Activity-based models describe demand at the level of individual persons, not person groups as in conventional models. A data set of households and persons is therefore required that represents the entire population in the modeling region.

The input is the result of a generally national random sample household survey with travel diaries and various statistics on personal and household attributes at different aggregation levels (User Manual: ABM population synthesizer), for example:

Number of persons per location
Age distribution per traffic zone
Number of cars per zip code area
Number of employees per municipality

Similar to aggregated demand models, the household survey does not have to originate from the planning area. It will be adjusted accordingly anyway with the help of the socio-economic data of the planning area.
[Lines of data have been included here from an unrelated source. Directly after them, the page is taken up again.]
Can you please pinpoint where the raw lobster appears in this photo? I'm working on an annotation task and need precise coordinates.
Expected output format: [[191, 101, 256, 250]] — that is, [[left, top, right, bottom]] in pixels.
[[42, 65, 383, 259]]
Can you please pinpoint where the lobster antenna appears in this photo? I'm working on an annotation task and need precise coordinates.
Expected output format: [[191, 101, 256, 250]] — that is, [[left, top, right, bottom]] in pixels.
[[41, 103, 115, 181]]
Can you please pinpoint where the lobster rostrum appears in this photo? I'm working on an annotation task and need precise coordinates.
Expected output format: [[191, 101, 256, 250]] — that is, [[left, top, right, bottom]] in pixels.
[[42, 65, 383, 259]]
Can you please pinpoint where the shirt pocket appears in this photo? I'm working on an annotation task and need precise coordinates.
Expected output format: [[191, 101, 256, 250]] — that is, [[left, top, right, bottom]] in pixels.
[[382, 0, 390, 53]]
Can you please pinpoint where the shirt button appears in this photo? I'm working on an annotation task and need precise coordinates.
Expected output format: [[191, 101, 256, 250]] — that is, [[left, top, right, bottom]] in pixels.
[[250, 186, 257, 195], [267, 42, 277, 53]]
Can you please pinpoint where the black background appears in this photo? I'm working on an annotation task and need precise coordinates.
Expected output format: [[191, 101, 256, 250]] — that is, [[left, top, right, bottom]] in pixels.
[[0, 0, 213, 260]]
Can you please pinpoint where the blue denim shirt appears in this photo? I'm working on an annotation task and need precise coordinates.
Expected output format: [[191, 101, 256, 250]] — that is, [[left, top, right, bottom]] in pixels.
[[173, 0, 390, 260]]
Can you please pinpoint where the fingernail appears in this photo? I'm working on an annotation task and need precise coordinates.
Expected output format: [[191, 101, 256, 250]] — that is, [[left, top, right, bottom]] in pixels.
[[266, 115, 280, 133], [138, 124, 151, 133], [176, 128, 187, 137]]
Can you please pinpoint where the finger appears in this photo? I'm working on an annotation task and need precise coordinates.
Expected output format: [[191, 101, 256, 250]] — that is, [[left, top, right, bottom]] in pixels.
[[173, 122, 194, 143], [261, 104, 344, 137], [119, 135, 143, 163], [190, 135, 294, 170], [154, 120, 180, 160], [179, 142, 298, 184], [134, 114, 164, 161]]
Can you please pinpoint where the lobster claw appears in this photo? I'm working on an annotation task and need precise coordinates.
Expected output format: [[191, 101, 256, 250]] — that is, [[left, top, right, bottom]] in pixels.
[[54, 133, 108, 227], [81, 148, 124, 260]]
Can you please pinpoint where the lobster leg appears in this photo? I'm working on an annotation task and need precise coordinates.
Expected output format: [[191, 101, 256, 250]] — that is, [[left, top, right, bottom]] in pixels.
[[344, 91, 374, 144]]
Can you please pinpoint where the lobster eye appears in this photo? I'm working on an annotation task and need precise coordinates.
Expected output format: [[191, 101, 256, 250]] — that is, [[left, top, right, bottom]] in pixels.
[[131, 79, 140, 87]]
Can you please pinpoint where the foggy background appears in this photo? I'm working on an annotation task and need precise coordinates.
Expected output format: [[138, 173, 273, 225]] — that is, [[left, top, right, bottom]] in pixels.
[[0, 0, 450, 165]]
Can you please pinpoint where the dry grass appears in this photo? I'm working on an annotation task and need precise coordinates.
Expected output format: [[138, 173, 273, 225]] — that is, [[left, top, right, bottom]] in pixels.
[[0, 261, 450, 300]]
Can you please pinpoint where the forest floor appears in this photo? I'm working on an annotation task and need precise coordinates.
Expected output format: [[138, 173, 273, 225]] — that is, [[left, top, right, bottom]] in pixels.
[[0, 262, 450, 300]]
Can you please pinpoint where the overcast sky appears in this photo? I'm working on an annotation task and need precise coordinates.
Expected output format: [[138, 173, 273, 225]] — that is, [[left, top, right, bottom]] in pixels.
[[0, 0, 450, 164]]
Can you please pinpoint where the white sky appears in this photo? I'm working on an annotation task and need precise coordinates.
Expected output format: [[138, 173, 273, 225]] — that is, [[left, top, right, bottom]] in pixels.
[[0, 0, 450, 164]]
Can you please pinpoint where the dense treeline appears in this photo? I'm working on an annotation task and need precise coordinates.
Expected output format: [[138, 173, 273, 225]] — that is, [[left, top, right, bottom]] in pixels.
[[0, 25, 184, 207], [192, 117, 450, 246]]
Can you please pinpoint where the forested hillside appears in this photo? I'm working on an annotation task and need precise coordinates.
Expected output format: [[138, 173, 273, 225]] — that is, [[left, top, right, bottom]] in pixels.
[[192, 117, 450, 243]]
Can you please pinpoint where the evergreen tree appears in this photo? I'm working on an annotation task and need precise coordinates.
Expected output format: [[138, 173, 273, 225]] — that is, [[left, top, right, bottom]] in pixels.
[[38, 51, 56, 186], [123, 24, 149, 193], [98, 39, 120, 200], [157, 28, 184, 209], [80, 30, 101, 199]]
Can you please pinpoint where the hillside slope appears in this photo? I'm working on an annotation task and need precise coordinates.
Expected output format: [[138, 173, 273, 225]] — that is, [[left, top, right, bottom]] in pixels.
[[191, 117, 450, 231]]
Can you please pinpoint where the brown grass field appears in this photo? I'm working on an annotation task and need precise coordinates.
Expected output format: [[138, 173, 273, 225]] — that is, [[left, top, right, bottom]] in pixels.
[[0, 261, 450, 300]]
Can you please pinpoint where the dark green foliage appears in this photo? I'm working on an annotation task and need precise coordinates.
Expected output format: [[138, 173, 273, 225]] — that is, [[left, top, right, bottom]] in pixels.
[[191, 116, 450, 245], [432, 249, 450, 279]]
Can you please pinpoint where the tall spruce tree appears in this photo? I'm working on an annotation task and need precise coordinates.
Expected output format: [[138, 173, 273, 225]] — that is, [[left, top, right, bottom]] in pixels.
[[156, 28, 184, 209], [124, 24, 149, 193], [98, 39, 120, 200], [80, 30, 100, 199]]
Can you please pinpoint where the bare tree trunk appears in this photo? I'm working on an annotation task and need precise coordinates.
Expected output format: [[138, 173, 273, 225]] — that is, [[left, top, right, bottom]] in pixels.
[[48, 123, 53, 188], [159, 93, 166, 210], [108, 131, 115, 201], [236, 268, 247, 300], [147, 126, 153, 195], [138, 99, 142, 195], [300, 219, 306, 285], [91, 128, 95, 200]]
The spatial resolution at which the socio-economic data is used is not predefined. It depends on the data situation and may be available at different levels.

The procedure selects suitable households from the sample for each location in such a way that all statistics are as accurate as possible and deviate as little as possible from the original sample population. The selected households are "cloned" into the location together with their household members and, if applicable, their tours.
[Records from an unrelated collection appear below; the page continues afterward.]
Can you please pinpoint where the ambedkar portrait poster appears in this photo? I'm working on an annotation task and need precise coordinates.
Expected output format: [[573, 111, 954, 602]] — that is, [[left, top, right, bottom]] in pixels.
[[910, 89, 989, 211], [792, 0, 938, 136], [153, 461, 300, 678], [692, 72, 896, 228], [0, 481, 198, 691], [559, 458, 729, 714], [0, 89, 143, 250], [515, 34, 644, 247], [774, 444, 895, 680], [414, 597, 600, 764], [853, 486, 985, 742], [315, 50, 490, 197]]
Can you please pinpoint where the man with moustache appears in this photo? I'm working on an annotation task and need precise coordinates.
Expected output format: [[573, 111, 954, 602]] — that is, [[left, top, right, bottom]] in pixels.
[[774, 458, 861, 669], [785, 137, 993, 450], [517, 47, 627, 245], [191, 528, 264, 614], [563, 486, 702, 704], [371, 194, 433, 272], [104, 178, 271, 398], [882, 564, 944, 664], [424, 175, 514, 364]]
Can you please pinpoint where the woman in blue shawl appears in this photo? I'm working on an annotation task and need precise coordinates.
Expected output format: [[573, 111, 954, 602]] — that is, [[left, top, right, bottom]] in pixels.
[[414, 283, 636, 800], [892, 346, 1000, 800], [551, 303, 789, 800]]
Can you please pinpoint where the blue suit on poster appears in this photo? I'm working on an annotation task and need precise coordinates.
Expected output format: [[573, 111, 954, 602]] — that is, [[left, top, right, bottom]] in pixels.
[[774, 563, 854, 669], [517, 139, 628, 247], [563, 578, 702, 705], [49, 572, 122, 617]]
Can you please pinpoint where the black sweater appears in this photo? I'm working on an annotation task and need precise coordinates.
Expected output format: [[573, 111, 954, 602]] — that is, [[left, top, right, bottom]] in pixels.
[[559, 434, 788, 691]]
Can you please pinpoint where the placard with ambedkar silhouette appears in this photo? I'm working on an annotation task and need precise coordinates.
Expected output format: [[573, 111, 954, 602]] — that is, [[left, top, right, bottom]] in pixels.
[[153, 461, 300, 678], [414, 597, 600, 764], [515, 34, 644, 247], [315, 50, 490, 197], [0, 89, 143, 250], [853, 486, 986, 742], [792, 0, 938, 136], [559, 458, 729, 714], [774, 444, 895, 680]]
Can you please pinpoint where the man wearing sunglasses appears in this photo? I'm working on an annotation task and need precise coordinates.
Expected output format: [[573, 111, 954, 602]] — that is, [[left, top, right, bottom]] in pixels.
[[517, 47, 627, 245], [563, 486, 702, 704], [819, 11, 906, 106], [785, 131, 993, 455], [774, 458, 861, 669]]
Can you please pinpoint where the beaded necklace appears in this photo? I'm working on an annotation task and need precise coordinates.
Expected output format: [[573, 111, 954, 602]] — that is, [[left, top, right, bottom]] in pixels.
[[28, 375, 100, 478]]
The procedure works its way from the highest level of aggregation to the most detailed level. In each stage, the population of the previous stage is distributed as appropriately as possible to the objects of the current stage. In the example mentioned, a total population is first generated for the planning area, which is then suitably distributed to the municipalities, then for each municipality to the zip code areas below, from there to the traffic zones, and finally to the locations. The base households from which the synthetic population is to be generated must exist in the model, including the associated persons and, if applicable, their tours. The activity location where these households are located is irrelevant, as the final location is only determined during the procedure.

In the model, the statistical key data is kept at locations and surface objects, i.e. at (main) zones, territories, and/or surface POIs. These objects form a hierarchy. The allocation of an object to an object above it in the hierarchy is either defined in the data model - for example, zones have an allocation to their main zone - or it is calculated geometrically, such as the allocation of locations to a territory. Locations form the lowest level in the hierarchy. There must always be at least one constraint for them, usually the number of persons or number of households.

The constraints are sorted according to their importance: The location condition is at the top, and at the same time the most important. The algorithm tries to adhere to these as far as possible. The less important a condition is, the more likely it is that a violation will be accepted in favor of more important conditions. With the exception of the first condition, the other conditions - and therefore their importance - can be shifted in any order. In particular, they do not have to follow the hierarchy of their geographic levels.

When defining the constraints, the target value, an attribute at the objects of a geographic level, is compared with a household attribute or a household formula. The resulting condition is: The sum of the household attribute across all households within a geographical object should (as far as possible) be identical to the target value, i.e. the attribute value of this object.

Target and household values are always integers. Otherwise they are rounded before calculation.